Прошло тяжелое военное время, в которое дедушка, не щадя себя, работал на оборонном предприятии. Пришли мирные послевоенные, в которые тоже хватало своих трудностей. Но, несмотря на все горести, он остался глубоко честным и порядочным человеком.
Владимир Кирилин, мой дедушка, 1929 г. После войны дедушка, работая на заводе, был председателем комиссии по распределению жилья.
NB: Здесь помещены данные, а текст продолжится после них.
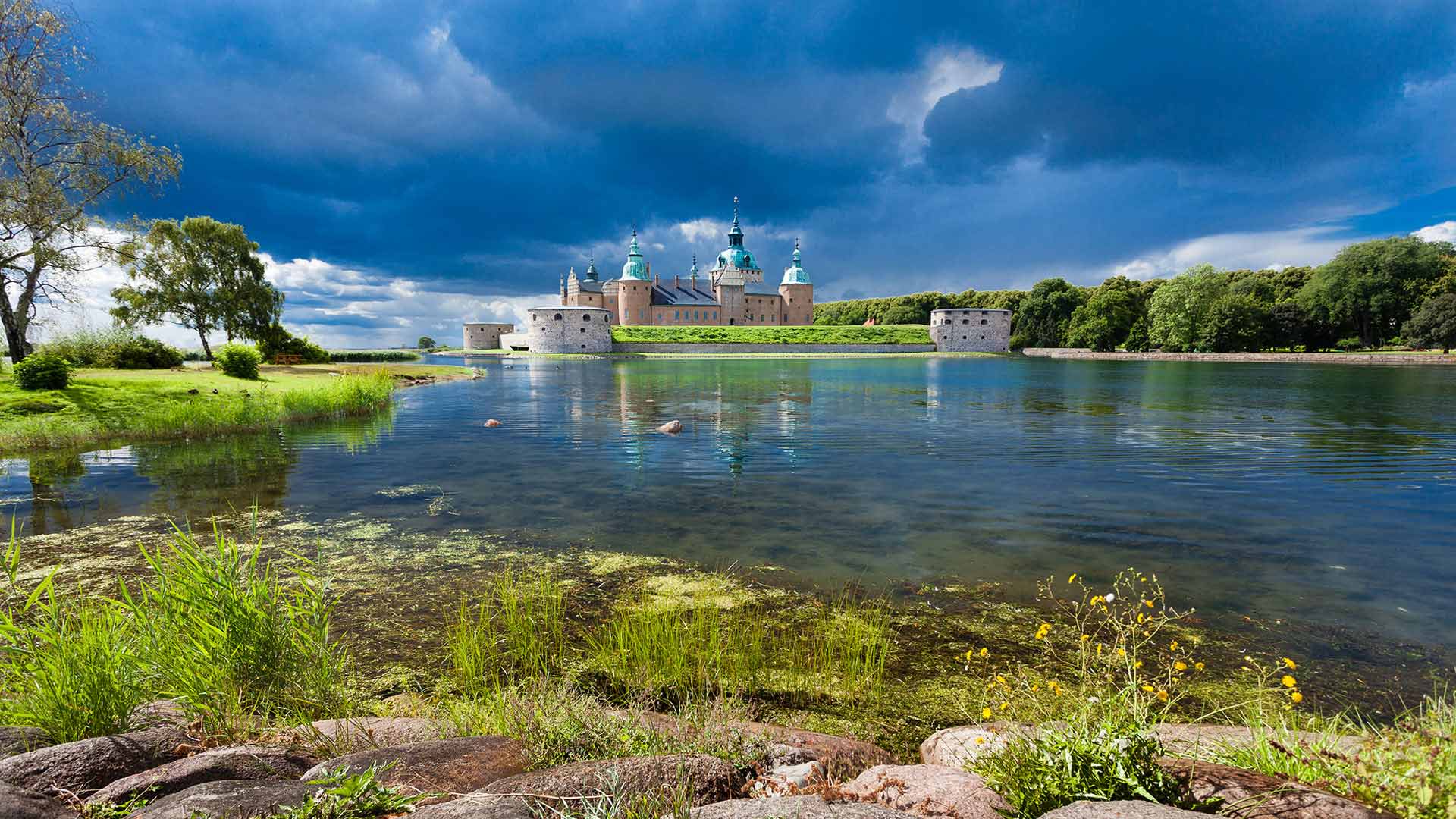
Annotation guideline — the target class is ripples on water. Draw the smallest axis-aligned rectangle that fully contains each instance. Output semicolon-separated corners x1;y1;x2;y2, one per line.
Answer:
3;357;1456;644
Когда его спрашивали: «Владимир, что же ты сам живешь в ветхом жилье, без удобств?», дедушка отвечал: «Что вы, как я потом буду людям в глаза смотреть?! Что люди скажут?! “Вот, он – председатель жилищной комиссии, понятно, как он квартиру получил!”» Так они с бабушкой, а потом еще и со мной, которую они растили и считали своей третьей дочкой, и жили в тесноте. Только под конец, уже в пенсионном возрасте, когда дедушка работал на другом предприятии, ему выделили однокомнатную квартиру.
Бабушка мужа Мария и мой дедушка Владимир после той встречи прожили еще три года и ушли в возрасте 86 лет, в 1993 году. И вместе с ними, ровесниками века, ушла и эпоха. Эпоха, но не память! Память о голодоморе, о репрессиях, о той страшной войне – жива. И покуда она жива, можно надеяться, что такое не повторится. Эта память – как прививка от исторической амнезии, чтобы мы помнили, сколько пришлось пережить нашим предкам, пережить и, несмотря ни на что, остаться людьми!